Muitas vezes, o paciente só procura ajuda quando os sintomas estão agravados, sentindo dores ou dentes sensíveis, relatando dificuldades para mastigar. O alerta também pode vir do parceiro, já que o problema está associado com barulhos de ranger os dentes.

 

Diagnóstico

O diagnóstico é feito, incialmente, a partir de uma avaliação clínica do paciente, que pode apresentar desgastes dentários e marcas de mordida na língua e bochechas, assim como dor e cansaço nos músculos da mastigação.

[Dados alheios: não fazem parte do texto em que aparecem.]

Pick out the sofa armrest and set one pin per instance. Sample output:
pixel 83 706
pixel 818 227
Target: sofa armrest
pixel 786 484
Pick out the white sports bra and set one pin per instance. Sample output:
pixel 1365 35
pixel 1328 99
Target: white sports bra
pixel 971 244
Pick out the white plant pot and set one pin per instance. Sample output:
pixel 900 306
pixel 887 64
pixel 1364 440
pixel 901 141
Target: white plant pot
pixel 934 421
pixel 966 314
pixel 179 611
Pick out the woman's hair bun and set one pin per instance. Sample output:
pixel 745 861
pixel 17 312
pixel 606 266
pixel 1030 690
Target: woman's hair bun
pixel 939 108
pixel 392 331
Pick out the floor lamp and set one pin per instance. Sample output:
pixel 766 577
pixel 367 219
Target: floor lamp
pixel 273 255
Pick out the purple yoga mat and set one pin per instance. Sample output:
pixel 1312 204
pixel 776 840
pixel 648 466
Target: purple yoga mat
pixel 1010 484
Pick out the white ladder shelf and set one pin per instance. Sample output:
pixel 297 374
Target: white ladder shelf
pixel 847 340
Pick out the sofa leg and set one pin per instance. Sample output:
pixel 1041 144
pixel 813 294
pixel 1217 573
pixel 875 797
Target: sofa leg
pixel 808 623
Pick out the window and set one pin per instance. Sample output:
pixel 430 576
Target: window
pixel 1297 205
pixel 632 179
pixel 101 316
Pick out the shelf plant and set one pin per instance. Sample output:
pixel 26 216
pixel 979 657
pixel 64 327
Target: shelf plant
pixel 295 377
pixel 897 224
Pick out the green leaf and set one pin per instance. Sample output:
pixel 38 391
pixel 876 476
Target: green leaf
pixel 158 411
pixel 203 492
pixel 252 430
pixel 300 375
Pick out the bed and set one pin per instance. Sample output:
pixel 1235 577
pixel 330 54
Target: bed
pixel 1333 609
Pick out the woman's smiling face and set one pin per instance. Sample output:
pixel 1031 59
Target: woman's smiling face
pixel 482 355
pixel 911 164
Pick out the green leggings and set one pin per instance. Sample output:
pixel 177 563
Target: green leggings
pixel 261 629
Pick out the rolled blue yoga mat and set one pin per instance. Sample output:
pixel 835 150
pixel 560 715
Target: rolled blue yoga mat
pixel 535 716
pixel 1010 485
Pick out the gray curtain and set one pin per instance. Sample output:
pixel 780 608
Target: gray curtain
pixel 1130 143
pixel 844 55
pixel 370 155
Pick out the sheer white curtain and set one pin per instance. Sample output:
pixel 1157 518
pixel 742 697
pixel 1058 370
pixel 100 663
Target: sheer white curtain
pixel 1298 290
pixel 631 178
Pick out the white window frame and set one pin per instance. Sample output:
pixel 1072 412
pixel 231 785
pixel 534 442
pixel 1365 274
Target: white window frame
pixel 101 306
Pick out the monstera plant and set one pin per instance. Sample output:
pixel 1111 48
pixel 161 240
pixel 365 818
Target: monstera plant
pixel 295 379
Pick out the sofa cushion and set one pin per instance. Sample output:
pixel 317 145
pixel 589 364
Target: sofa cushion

“Além da avaliação clínica, a polissonografia, ou exame do sono, e eletromiografia, que que avalia a função muscular, são auxiliares para identificar o bruxismo e orientar o tratamento”, esclarece a Dr.ª Juliana.

 

Tratamento

É possível minimizar os danos decorrentes do bruxismo com medicamentos, placa oclusal (tipo aparelho dentário), uso de toxina botulínica, fisioterapia, terapias alternativas para minimizar o estresse e avaliação psicológica, ou seja, com envolvimento multidisciplinar.

“São diversas as opções de tratamento. Por isso, a abordagem deve ser individualizada para cada paciente, após avaliação dos especialistas”, finaliza a doutora.